The Austrian National Bank has published the Austrian results of the euro area Bank Lending Survey for the first quarter of 2026. Austrian banks reported that demand for corporate loans increased again in the first quarter, supported by stronger investment activity, but expect demand to decline in the second quarter as uncertainty and the direct effects of the war in the Near and Middle East weigh on the outlook. By contrast, banks expect household demand for housing loans to continue rising, extending a trend that has lasted for two years and is mainly linked to lower interest rates. On the supply side, banks reported that the strained risk environment since 2022 has continued to weigh on corporate lending through tighter credit policies linked to the general economic situation and companies' creditworthiness. The war has led to targeted adjustments to lending guidelines, including avoiding financing linked to the war region and closer checks on companies' exposure to energy prices and supply chains, but banks did not report any broad additional tightening of corporate credit supply and said the effect is limited to a small share of firms. Banks also lowered margins again on corporate loans that are not above-average risk, citing stronger competition.
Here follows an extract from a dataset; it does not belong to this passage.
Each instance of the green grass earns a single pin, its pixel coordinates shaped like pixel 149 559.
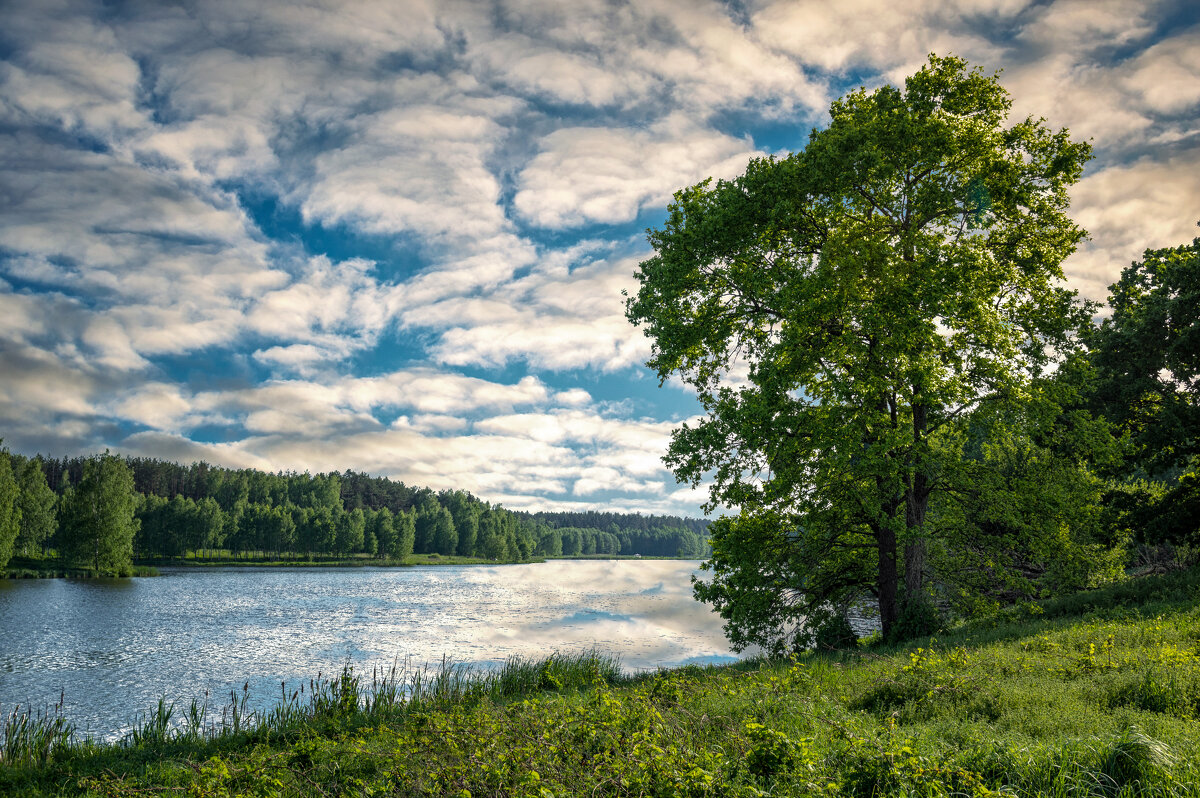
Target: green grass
pixel 1095 695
Demand for housing loans has continued to recover from its historic low, and banks expect that trend to continue into the second quarter of 2026. New housing lending averaged EUR 1.4 billion per month in 2025, almost 50% above the 2024 average, after the European Central Bank lowered its policy rate from 4% to 2% between June 2024 and June 2025. Survey responses indicated no impact from the war on banks' lending business with households.
Austrian National Bank (OeNB) 2026-04-28
Austrian National Bank survey shows Austrian banks expect corporate loan demand to weaken in the second quarter while housing loan demand keeps rising
The Austrian National Bank published the Austrian results of the euro area Bank Lending Survey for Q1 2026, showing rising corporate loan demand but an expected decline in Q2 due to uncertainty and the war in the Near and Middle East. Banks reported continued tightening of corporate credit policies in response to a strained risk environment, with targeted adjustments related to the war but no broad additional tightening, and lower margins on standard corporate loans amid stronger competition. Housing loan demand has been recovering from historic lows, supported by lower interest rates, with banks expecting further growth and reporting no war-related impact on household lending.